You can follow my reasoning in the toy example below. I don't understand why the last two objects are not identical.
require(igraph)
# Number of vertices
verteces <- 50
# Swap randomly some elements in the edges definition
set.seed(20)
row_swapped <- sample(1:verteces,25,replace=F)
m_values <- sample(letters, verteces*2, replace=T) #1:100
# Build edge lists
m1 <- matrix(m_values, verteces, 2)
m1
a <- m1
colS <- seq(round(ncol(m1)*0.3))
m1[row_swapped, 2:1] <- m1[row_swapped, 1:2]
m1
b <- m1
# Define the two graphs
ag <- igraph::graph_from_edgelist(a, directed = F)
bg <- igraph::graph_from_edgelist(b, directed = F)
# Another way of building an isomorphic graph for testing
#bg <- permute(ag, sample(vcount(ag)))
# Should be empty: ok
difference(ag, bg)
# Should be TRUE: ok
isomorphic(ag,bg)
# I expect it to be TRUE but it isn't...
identical(ag, bg)
# Vertices
V(ag)
ag
V(bg)
bg
# Calculate community
set.seed(100)
ac1 <- cluster_walktrap(ag)
set.seed(100)
bc1 <- cluster_walktrap(bg)
# I expect all to be TRUE, however
# merges is different
# membership is different
# names are different
identical(ac1$merges, bc1$merges)
identical(ac1$modularity, bc1$modularity)
identical(ac1$membership, bc1$membership)
identical(ac1$names, bc1$names)
identical(ac1$vcount, bc1$vcount)
identical(ac1$algorithm, bc1$algorithm)
Upvotes: 0
Views: 605
Reputation: 5966
The results are not different.

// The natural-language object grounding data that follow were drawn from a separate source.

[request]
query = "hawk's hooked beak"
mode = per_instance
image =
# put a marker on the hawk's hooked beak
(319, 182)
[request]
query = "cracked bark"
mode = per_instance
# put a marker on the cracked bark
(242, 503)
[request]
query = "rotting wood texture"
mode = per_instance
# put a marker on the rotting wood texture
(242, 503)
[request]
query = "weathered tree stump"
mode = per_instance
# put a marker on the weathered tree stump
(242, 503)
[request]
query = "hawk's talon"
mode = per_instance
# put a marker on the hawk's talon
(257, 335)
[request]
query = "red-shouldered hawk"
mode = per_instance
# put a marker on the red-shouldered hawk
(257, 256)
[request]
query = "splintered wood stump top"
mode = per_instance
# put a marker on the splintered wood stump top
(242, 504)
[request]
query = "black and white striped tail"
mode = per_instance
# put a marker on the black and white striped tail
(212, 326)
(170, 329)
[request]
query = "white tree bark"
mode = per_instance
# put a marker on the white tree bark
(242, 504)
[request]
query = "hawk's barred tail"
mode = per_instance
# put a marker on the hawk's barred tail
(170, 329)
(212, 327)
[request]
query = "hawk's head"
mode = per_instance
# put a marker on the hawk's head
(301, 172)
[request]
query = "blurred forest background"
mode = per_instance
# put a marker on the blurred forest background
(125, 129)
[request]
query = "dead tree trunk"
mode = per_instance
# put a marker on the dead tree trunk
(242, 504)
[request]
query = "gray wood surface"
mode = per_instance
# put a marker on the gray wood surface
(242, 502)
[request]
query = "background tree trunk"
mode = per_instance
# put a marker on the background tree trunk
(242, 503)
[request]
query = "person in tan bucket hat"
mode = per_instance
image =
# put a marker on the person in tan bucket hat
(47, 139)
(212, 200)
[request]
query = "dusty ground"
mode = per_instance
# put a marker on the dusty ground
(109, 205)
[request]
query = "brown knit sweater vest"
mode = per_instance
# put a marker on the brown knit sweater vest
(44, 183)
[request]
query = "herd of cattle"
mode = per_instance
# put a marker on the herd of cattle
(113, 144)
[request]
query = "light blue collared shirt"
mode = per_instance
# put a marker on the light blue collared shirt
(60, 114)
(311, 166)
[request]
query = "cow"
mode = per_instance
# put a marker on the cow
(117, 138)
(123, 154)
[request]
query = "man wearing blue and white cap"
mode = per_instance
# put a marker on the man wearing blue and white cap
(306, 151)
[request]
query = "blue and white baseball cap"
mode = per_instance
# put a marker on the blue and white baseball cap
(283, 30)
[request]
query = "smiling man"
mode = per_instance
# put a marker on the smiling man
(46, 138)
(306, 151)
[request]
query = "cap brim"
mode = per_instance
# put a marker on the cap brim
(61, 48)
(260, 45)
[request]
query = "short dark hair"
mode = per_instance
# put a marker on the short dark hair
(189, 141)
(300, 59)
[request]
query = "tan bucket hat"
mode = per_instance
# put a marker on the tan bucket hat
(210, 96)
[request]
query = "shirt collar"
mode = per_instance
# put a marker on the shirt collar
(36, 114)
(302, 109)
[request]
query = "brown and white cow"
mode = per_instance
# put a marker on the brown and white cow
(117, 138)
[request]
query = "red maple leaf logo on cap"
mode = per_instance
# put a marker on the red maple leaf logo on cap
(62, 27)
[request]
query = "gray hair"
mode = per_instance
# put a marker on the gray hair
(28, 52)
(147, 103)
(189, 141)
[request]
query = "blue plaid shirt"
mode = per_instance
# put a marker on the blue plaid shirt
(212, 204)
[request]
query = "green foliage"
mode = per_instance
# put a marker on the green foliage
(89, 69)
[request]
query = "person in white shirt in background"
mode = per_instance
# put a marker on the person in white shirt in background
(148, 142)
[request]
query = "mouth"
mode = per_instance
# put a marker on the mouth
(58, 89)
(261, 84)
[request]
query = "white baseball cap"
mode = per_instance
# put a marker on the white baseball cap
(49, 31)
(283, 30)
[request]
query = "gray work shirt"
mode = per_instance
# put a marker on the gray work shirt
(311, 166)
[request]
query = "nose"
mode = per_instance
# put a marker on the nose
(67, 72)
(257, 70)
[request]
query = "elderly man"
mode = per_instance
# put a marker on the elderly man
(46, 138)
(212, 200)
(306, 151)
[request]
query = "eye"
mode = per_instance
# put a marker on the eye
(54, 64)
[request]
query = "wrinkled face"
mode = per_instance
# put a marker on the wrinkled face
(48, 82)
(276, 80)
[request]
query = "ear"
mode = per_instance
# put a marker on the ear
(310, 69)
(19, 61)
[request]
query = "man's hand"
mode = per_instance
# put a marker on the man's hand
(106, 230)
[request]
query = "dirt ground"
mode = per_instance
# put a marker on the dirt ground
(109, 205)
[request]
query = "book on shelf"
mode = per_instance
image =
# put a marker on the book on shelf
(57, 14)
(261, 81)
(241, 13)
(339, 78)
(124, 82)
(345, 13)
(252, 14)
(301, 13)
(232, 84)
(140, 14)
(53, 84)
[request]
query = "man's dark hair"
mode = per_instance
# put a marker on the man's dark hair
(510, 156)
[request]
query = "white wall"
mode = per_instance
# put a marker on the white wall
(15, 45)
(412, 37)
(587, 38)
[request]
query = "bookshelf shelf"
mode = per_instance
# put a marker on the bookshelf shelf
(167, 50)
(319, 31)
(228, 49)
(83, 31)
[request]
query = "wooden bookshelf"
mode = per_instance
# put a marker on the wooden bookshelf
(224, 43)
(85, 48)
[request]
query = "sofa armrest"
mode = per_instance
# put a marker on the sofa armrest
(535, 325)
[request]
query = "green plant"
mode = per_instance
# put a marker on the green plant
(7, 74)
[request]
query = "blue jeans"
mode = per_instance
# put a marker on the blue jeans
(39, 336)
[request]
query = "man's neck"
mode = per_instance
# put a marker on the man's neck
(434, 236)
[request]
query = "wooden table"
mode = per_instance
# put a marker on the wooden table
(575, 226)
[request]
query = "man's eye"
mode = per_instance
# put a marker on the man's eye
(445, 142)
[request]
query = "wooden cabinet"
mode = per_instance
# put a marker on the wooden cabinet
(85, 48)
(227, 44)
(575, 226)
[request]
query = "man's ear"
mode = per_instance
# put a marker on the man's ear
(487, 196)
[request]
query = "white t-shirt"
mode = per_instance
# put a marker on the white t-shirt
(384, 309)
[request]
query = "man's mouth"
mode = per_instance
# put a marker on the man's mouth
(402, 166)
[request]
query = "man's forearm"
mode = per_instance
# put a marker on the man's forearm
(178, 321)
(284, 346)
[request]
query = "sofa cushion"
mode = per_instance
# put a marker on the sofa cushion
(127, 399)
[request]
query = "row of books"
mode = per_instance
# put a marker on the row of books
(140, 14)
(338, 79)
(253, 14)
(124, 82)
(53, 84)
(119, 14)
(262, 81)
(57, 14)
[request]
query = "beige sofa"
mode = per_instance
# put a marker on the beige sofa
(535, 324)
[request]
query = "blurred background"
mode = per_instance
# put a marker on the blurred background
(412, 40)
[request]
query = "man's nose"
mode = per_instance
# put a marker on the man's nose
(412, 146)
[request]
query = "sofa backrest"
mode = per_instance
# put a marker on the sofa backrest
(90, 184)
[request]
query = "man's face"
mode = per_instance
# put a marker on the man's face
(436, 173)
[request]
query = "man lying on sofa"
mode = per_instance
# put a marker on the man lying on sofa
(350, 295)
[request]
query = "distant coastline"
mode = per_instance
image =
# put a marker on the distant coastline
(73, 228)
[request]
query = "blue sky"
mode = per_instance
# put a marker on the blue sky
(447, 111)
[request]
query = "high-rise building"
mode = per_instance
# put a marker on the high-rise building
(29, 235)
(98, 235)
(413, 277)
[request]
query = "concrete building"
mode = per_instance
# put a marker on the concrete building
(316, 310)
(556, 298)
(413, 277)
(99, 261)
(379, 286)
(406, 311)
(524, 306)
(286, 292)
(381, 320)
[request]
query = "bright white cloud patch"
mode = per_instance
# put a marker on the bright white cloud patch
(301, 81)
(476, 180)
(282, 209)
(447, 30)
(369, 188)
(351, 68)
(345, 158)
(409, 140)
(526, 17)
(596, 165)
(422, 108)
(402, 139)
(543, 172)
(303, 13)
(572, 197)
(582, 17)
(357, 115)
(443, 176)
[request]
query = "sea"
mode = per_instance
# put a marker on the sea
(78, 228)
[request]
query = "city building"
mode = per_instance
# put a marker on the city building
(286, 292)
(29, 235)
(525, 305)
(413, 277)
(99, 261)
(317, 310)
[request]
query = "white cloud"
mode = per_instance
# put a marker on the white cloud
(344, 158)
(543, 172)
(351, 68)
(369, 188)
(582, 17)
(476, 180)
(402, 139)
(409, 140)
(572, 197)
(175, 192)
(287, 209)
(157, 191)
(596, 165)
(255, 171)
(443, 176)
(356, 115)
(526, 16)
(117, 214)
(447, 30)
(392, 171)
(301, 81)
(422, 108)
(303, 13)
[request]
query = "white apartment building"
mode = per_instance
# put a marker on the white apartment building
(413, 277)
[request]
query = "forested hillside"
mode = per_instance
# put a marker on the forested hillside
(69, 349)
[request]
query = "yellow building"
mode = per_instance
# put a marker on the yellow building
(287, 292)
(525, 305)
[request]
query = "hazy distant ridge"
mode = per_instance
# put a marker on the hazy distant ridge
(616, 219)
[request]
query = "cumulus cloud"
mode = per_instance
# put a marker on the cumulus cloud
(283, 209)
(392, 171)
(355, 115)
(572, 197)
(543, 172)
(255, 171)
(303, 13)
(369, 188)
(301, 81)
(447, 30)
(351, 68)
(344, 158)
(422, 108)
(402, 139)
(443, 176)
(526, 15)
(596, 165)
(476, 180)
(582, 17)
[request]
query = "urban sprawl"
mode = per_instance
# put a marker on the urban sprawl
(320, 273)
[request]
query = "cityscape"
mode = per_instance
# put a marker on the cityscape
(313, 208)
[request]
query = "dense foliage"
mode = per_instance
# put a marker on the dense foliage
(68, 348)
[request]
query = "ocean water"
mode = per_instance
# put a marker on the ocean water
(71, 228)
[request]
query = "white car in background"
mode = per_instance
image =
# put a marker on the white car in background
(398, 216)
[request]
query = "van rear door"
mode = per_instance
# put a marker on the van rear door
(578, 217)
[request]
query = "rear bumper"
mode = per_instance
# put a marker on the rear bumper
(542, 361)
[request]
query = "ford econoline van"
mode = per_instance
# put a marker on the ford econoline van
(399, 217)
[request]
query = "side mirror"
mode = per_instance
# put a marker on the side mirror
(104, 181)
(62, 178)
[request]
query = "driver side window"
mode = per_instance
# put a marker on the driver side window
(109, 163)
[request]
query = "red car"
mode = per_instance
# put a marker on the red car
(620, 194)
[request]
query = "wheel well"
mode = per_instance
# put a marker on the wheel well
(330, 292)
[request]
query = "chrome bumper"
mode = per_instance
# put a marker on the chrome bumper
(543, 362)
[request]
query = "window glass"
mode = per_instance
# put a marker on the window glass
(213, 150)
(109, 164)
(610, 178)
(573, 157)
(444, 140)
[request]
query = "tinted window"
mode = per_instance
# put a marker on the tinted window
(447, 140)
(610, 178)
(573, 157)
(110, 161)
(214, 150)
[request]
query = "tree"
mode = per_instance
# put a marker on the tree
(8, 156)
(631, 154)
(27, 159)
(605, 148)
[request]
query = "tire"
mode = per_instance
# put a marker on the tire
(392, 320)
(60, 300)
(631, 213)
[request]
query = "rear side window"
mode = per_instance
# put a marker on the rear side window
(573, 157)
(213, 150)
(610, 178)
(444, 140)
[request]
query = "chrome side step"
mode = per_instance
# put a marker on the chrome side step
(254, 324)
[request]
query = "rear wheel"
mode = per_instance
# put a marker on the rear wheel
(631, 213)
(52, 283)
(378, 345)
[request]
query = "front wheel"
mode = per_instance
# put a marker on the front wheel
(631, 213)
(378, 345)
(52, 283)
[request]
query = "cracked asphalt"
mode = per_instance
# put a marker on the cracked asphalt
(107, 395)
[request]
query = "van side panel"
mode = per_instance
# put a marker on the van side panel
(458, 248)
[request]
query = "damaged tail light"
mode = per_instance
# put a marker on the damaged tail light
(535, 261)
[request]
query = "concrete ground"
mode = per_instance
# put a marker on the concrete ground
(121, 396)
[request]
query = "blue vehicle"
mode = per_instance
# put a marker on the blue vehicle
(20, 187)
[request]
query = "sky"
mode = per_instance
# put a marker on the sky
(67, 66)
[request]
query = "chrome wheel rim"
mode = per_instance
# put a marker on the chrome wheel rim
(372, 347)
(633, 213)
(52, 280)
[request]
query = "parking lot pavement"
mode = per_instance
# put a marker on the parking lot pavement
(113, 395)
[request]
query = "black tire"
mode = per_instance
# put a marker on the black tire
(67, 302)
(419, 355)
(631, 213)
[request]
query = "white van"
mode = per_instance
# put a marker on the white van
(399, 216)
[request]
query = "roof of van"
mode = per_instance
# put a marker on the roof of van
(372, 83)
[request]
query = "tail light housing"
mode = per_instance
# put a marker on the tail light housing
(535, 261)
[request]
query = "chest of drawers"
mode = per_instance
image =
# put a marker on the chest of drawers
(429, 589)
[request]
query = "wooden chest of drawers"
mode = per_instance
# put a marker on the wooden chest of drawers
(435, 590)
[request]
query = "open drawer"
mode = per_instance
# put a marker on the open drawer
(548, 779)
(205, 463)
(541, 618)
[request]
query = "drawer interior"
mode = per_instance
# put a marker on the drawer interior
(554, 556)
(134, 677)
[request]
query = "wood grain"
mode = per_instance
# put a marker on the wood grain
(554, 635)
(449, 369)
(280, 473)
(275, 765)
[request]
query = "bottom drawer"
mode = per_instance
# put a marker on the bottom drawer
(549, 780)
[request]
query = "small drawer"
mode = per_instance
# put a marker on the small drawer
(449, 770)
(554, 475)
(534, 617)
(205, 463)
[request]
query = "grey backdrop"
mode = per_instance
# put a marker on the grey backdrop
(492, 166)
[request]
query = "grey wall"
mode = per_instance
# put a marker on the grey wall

You have two things going on which is making your graphs not identical but isoporphic. I emphasize identical because it has a very strict definition.
1) identical(ag, bg)
is not identical because the vertices and edges are not in the same order between the two graphs. Exactly, the same nodes and edges exist but they are not in the exact same place or orientation. For, example if I shuffle the rows of a
and make a new graph...
a1 <- a[sample(1:nrow(a)), ]
a1g <- igraph::graph_from_edgelist(a1, directed = F)
identical(ag, a1g)
#[1] FALSE
2) This goes for edges as well. An edge is stored as node1, node2 and a flag if the edge is directed or not. so when you swap rows the representation at the "byte level" (I use this term loosely) is different even though the relationship is the same. Edge 44 represents the same relationship but is stored based on how it was constructed.
E(ag)[44]
# + 1/50 edge from 6318240 (vertex names):
# [1] q--d
E(bg)[44]
# + 1/50 edge from 38042e0 (vertex names):
# [1] d--q
So onto your cluster_walktrap
, first, the function returns the index of the vertices, not the name which can be misleading. Which means the reason the objects aren't identical is because ag
and bg
have different ordering of nodes in the object.
If I reorder the membership by node name the two become identical.
identical(membership(bc1)[order(names(membership(bc1)))], membership(ac1)[order(names(membership(ac1)))])
#[1] TRUE
Upvotes: 2